Aan spektakelkunst om blitse selfies mee te nemen is er dus ook in het Guggenheim allerminst gebrek. Maar de eerste zalen blijven met voorsprong de frappantste. Ze onthullen het popfenomeen dat Kusama in de 21e eeuw geworden is niet alleen als een vakvrouw die altijd al listig linken legde tussen diverse stromingen en zo een heel persoonlijke signatuur ontwikkelde – bij voorkeur met pompoen of polkadot. Ze tonen haar vooral als een kunstenares die van accumulatie, connectiviteit en herhaling hoofdmotieven maakte, op het obsessieve af. En dat nog voor Warhols soepblikken uit zijn Factory rolden en de term minimal art en vogue raakte. ‘Mijn kunst komt voort uit hallucinaties die alleen ik kan zien’, zei Kusama daarover. ‘De hallucinaties en obsessionele beelden die mij plagen, vertaal ik in sculpturen en schilderijen.’

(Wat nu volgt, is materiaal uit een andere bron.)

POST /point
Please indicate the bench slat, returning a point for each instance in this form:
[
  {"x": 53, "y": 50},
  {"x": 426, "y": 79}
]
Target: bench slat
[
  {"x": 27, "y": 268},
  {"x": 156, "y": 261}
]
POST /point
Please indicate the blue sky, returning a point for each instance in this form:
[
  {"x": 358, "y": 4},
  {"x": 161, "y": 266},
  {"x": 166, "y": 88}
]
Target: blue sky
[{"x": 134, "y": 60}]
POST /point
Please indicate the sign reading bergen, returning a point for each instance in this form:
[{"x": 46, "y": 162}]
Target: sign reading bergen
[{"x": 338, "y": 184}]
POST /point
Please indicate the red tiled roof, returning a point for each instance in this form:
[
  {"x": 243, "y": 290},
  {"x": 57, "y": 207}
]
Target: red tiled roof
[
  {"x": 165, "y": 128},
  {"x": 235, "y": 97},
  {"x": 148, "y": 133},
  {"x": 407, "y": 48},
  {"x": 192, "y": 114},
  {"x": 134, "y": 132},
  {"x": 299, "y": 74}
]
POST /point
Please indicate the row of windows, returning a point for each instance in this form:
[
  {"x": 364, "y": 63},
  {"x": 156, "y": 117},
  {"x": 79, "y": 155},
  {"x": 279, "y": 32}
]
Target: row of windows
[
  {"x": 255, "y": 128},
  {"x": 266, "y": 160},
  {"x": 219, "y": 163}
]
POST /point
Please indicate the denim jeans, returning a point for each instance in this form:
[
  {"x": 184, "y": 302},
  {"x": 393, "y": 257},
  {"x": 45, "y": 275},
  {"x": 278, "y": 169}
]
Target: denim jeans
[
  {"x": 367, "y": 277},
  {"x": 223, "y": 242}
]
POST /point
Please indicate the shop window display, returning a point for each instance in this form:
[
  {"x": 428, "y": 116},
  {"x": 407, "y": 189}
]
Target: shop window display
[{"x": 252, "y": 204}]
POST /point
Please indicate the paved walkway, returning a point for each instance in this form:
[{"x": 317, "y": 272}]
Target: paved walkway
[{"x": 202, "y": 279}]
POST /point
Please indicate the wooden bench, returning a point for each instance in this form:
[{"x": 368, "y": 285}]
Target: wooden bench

Kusama is echt meer dan kleurrijke lavalampen en glimmende spiegelzalen voor Instagramkiekjes.
Yayoi Kusama: 1945 to Now
Tot 08.10, Guggenheim Bilbao, guggenheim-bilbao.eus
Yayoi Kusama
Geboren op 22 maart 1929 in Matsumoto, Japan.
Studeert in 1948 af aan de School voor Kunst en Kunstnijverheid in Kyoto.
Begint rond 1950 met canvassen, muren, objecten en lichamen te versieren met polkadots.
Trekt in 1958 naar New York, waar ze eerst in de ban van popart en abstract expressionisme raakt en vanaf de late sixties ook de subcultuur van de hippies omarmt.
Keert in 1973 terug naar Japan en verblijft sindsdien vrijwillig in een psychiatrische instelling, in de buurt van haar atelier in hartje Tokio.
Dreigt in de vergetelheid te sukkelen tot ze in 1993 het Japanse paviljoen op de Biënnale van Venetië mag vullen met blinkende pompoenen.
Uitgegroeid tot een van de populairste kunstenaars ter wereld, mede dankzij succesvolle samenwerkingen met modehuis Louis Vuitton en miljoenen selfies met haar werk op sociale media.